Specter's Move to Democrats: So What?

Campaign Buttons

By Grant Lawrence

"I now find my political philosophy more in line with Democrats than Republicans."
Republican, er I mean, Democratic Senator Arlen Specter regarding his reason for leaving the GOP.

Senator Specter is a man of principle or rather principally a political opportunist. Like every politician, Specter is concerned about keeping his political position. So not being a particularly stupid person, Specter obviously looked around, saw the collapse of the Republican Party in the Northeast , and thought that it might be a good idea for him to get on a life boat before the GOP Titanic sinks further into the deep waters of public outrage and animosity.

Specter also would have faced a difficult Republican primary in 2010 because he is seen as too moderate by the glassy eyed religious fanatics and the Teabaggers that still make up of what is left of a dying Republican Party in the United States.

So what does Specter's move to the Democratic Party mean for America?

Not much.

Although the Democrats will soon have enough votes to break a Republican filibuster with 60 seats in the Senate (after Senator Al Franken comes aboard), the difference between both parties are little more than cosmetic. Especially in the Senate, there is not much difference between the agendas of the Republicrat parties.
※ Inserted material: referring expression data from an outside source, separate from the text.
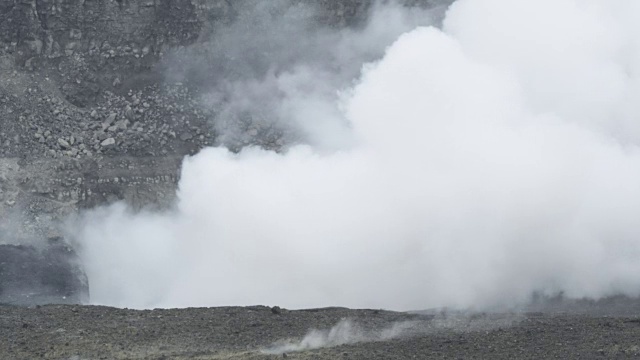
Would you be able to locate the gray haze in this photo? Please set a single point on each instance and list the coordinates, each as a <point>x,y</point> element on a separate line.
<point>466,166</point>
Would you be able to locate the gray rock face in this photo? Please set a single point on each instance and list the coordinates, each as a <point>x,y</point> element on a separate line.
<point>31,276</point>
<point>91,111</point>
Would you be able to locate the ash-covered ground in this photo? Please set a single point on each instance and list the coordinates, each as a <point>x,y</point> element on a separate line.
<point>100,101</point>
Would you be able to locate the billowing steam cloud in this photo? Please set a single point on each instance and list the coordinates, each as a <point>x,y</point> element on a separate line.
<point>490,159</point>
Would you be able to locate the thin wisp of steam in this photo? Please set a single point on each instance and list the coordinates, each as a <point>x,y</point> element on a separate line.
<point>468,166</point>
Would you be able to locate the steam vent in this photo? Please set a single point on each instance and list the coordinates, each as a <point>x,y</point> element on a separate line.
<point>328,179</point>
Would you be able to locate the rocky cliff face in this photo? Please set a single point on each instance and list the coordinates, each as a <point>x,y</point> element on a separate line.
<point>97,102</point>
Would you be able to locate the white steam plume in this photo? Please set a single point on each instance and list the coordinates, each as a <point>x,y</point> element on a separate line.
<point>494,158</point>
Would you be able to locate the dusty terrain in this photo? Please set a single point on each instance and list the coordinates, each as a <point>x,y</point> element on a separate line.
<point>93,332</point>
<point>98,105</point>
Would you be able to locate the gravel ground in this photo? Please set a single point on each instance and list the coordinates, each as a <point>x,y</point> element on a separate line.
<point>95,332</point>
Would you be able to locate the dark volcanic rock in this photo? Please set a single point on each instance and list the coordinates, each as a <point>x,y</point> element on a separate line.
<point>31,276</point>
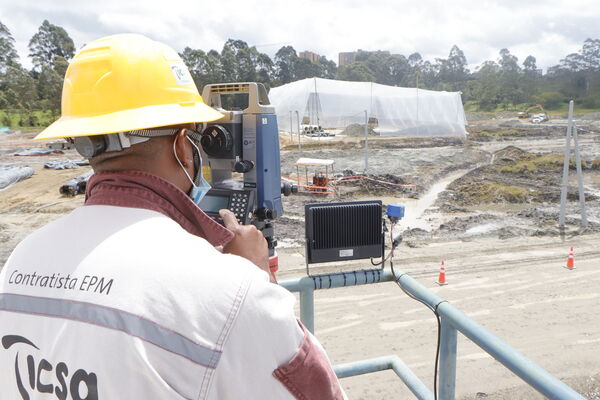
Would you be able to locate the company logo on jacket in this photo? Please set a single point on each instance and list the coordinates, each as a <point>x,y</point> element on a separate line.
<point>48,378</point>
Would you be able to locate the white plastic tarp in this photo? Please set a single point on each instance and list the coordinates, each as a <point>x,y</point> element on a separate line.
<point>397,111</point>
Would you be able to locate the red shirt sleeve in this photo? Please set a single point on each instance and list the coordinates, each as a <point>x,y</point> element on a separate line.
<point>308,375</point>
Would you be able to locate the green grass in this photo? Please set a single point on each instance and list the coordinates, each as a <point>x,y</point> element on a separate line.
<point>560,111</point>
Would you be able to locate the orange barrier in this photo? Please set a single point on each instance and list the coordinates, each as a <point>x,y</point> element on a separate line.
<point>442,278</point>
<point>570,260</point>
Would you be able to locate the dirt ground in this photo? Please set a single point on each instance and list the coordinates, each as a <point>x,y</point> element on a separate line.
<point>486,205</point>
<point>515,288</point>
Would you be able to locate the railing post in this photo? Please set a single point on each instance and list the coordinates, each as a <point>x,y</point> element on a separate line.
<point>447,367</point>
<point>307,308</point>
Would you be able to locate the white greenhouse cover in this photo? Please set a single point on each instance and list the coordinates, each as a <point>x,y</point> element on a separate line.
<point>399,111</point>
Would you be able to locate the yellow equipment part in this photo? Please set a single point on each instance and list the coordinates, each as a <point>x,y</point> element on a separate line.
<point>127,82</point>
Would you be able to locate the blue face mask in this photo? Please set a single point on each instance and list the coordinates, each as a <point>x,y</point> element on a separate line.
<point>199,185</point>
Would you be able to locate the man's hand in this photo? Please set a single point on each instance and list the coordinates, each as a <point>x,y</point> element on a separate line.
<point>248,242</point>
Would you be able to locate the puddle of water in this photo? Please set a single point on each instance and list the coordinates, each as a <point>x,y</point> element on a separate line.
<point>481,229</point>
<point>415,215</point>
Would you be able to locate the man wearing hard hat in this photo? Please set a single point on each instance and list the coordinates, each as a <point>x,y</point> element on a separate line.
<point>139,294</point>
Sure the Democrats will make legislative moves that will give the appearance of populism and change (like the Bill of Rights for Credit Card Holders legislation which merely gives consumers a little more information and notice before they get screwed), but it will be business as usual for the bankers and corporate power interests that actually run America.

Senator Arlen Specter becoming a Democrat, a Green, or resigning will not change the power dynamics in Washington.

In fact, Specter's move from Democrat (in his early career) to Republican and now back to Democrat is representative of power politics in Washington. The Military Industrial Complex power structure merely uses both parties for power and position. They pretend to endorse whichever party has some popularity and momentum, but the power structure always make sure both parties endorse their agenda. Arlen Specter is representative of this process.